There are several other files associated with the sections
This file contains 0x20 bytes of information on the compression. The information is partially known:
Offset | Type | Comment/Value |
0 | DWORD | 6 (unknown) |
4 | ASCII | LZXC (compression type identifier) |
8 | DWORD | 2 (possibly numeric code for LZX) |
0xC | DWORD | The Huffman reset interval in 0x8000-byte blocks |
0x10 | DWORD | The window size in 0x8000-byte blocks |
0x14 | DWORD | sometimes 2, sometimes 1, sometimes 0 (unknown) |
0x18 | DWORD | 0 (unknown) |
This file contains a QWORD containing the uncompressed length of the section.
It appears this file was intended to contain a list of GUIDs belonging to methods of decompressing (or otherwise transforming) the section. However, it actually contains only half of the string representation of a GUID, apparently because it was sized for characters but contains wide characters.
The compressed sections are compressed using LZX, a compression method MS also uses for its cabinet files. To ensure this, check the second DWORD of compression info in the ControlData file for the section - it should be 'LZXC'. To decompress, first read the file "::DataSpace/Storage/<SectionName>/Transform/{7FC28940-9D31-11D0-9B27-00A0C91E9C7C}/InstanceData/ResetTable". This reset table has the following format:
Offset | Type | Comment/Value |
0 | DWORD | 2 (unknown - possibly a version number) |
4 | DWORD | Number of entries in reset table |
8 | DWORD | 8 (unknown) |
0xC | DWORD | 0x28 (length of table header - area before table entries) |
0x10 | QWORD | Uncompressed Length |
0x18 | QWORD | Compressed Length |
0x20 | QWORD | 0x8000 (block size for locations below) |
0x28 | QWORD | Offset in compressed data of nth block boundary in uncompressed data (first offset = 0) |
Repeat QWORD offsets to EOF |
Now you can finally obtain the section (from its Content file). The window size for the LZX compression is 16 (decimal) on all the files seen so far.
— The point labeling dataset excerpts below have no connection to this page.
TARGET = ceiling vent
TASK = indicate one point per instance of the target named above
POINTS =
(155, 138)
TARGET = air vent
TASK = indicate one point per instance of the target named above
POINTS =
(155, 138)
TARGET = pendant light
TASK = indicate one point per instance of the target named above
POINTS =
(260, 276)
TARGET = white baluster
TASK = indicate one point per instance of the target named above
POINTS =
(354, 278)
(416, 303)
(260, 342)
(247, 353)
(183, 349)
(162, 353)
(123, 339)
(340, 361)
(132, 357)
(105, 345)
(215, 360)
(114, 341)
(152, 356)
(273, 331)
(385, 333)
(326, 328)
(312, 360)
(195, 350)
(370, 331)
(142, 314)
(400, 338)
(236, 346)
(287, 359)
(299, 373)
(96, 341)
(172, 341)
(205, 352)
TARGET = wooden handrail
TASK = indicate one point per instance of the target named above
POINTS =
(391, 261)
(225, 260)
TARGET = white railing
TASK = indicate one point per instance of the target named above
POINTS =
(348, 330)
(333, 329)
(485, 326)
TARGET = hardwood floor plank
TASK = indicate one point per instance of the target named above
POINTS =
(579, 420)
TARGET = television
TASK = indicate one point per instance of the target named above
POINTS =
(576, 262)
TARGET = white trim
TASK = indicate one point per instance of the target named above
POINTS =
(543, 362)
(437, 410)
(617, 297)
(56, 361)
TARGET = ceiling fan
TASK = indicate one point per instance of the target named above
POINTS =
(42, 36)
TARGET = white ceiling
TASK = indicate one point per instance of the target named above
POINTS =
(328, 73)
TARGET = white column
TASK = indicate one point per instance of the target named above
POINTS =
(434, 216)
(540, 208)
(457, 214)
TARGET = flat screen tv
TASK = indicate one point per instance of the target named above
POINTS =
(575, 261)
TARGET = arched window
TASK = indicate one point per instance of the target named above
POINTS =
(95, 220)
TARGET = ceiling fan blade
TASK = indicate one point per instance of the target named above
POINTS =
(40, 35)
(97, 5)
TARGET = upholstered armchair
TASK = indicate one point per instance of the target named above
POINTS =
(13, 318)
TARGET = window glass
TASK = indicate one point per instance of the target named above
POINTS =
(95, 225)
This is specified by the DWORD at 0x10 in the ControlData file (but note that DWORD gives the window size in 0x8000-byte blocks, not the LZX code for the window size).
There is one change from LZX as defined by MS: After each Huffman reset interval (defined in the ControlData file, but in practice equal to the window size) of compressed data is processed, the decoder state is partially reset: that is, the Huffman length tables are cleared and the one-bit preprocessing header is reread. The LZ window is not cleared.
The rule that the input bit-stream is to be re-aligned to a 16-bit boundary after 0x8000 output characters have been processed IS in effect, despite this LZX not being part of a CAB file. The reset table tells you when this was done, though there seems to be no need for that during decompression; you can just keep track of the number of output characters. Furthermore, while this does not appear to be documented in the LZX format, the compressed stream is padded to an 0x8000 (decimal) byte boundary.